気付けば京太郎は、ウェパルの手をぎゅっとつかみ取っている。
今日一日、人間の生き死にを意識しすぎたからかもしれない。
男は命の危険に瀕すると生殖本能が高まるという。その真偽はともかく、京太郎の脳みその、今までにない部分が刺激されているのは事実だった。
異界管理人は、いつ自分の命が花のように散るかわからない仕事である。
だから京太郎は、その日を絶対に後悔しないよう、自分の気持ちを全て打ち明けることにした。
「ウェパル」
「…………えっ、えっ、えっ? どしたん?」
そしてほとんど言葉を精査しないまま、こう口走っている。
「わ、わ、私と……、その、一緒になってくれないだろうか」
この世界でもっとも気まずい間があった。
ウェパルはしばらく目を白黒させ、京太郎と、彼がぎゅっと掴んでいる自分の手を交互に見て、
「ほへ?」
大人の恋愛が行われているにしては、実に間の抜けた声を発する。
「一緒になる…………? って、その、え? 付き合って欲しい、ということ?」
そして京太郎は、後々このことを思い出して百回ほど枕に頭を叩き付けることになる台詞を吐いた。
「いや。

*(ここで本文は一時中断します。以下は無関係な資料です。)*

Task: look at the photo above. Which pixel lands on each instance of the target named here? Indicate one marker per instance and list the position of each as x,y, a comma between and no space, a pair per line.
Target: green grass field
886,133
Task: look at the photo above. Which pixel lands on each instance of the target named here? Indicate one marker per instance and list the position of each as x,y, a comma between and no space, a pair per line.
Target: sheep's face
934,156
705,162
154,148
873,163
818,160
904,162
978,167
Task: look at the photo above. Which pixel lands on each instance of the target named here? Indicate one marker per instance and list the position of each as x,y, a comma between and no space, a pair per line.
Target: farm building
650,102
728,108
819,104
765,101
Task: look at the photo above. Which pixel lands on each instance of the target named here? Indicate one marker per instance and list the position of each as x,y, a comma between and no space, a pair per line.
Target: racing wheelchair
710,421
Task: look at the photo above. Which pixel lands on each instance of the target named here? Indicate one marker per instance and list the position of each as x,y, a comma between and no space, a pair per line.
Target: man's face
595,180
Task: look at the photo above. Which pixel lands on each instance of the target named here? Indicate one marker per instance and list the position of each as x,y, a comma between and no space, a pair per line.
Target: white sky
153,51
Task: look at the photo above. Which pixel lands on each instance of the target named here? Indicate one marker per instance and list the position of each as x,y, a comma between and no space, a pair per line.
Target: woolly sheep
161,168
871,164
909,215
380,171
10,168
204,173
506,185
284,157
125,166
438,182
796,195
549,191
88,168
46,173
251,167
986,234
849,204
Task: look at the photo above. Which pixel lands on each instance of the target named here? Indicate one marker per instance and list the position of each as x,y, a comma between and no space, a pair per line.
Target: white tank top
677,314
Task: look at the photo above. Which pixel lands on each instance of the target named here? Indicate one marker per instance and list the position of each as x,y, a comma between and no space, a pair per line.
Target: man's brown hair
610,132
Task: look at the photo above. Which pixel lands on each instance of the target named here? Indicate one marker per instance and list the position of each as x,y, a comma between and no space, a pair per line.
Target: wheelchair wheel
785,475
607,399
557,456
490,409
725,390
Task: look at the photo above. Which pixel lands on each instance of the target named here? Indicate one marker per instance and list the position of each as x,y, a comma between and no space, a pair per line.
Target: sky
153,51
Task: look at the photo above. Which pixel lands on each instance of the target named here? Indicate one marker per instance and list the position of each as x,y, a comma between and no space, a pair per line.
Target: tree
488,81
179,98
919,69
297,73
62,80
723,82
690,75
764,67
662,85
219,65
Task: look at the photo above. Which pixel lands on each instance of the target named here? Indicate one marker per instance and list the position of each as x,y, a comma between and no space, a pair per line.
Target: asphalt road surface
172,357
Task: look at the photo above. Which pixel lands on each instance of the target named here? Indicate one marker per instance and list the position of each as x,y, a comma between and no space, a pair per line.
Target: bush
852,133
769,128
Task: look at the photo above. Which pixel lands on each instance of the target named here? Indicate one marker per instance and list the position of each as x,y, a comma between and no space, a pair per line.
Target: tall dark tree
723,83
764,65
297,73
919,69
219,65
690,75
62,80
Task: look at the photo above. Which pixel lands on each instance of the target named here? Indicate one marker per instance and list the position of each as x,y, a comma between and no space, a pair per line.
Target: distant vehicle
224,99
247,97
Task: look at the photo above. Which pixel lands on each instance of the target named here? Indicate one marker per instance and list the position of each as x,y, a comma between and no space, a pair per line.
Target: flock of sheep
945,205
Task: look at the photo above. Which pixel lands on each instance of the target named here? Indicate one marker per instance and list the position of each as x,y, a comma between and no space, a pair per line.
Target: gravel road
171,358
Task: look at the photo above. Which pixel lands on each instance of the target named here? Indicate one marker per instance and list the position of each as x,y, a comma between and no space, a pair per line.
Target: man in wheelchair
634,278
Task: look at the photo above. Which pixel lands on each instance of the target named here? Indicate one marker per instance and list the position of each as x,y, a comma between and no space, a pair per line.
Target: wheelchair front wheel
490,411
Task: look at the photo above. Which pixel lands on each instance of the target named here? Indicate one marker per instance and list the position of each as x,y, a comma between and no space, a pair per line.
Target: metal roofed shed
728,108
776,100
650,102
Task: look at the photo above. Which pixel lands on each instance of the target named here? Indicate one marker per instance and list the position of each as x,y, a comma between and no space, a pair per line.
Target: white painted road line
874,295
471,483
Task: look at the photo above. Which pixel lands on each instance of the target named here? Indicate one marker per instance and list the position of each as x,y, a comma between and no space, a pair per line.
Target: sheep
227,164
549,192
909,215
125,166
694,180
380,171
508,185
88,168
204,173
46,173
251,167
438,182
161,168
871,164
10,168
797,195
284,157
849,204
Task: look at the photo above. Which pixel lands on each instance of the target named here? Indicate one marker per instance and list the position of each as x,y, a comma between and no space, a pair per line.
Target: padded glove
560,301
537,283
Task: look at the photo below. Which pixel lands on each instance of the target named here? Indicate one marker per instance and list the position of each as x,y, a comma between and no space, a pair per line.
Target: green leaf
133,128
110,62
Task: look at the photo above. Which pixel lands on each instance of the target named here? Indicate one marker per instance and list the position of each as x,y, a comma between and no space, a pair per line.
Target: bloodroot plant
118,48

一時的な火遊びのつもりはない。できれば私と結婚して欲しい」
「け! けっこ……っ!?」
もちろん知っている。
これ時々、匿名掲示板とかで『中途採用の冴えないおっさんにちょっと優しくしてやったらいきなりプロポーズされた件wwwww』みたいにしてスレが立つアレだ。
だが少なくとも、その時の京太郎は本気だった。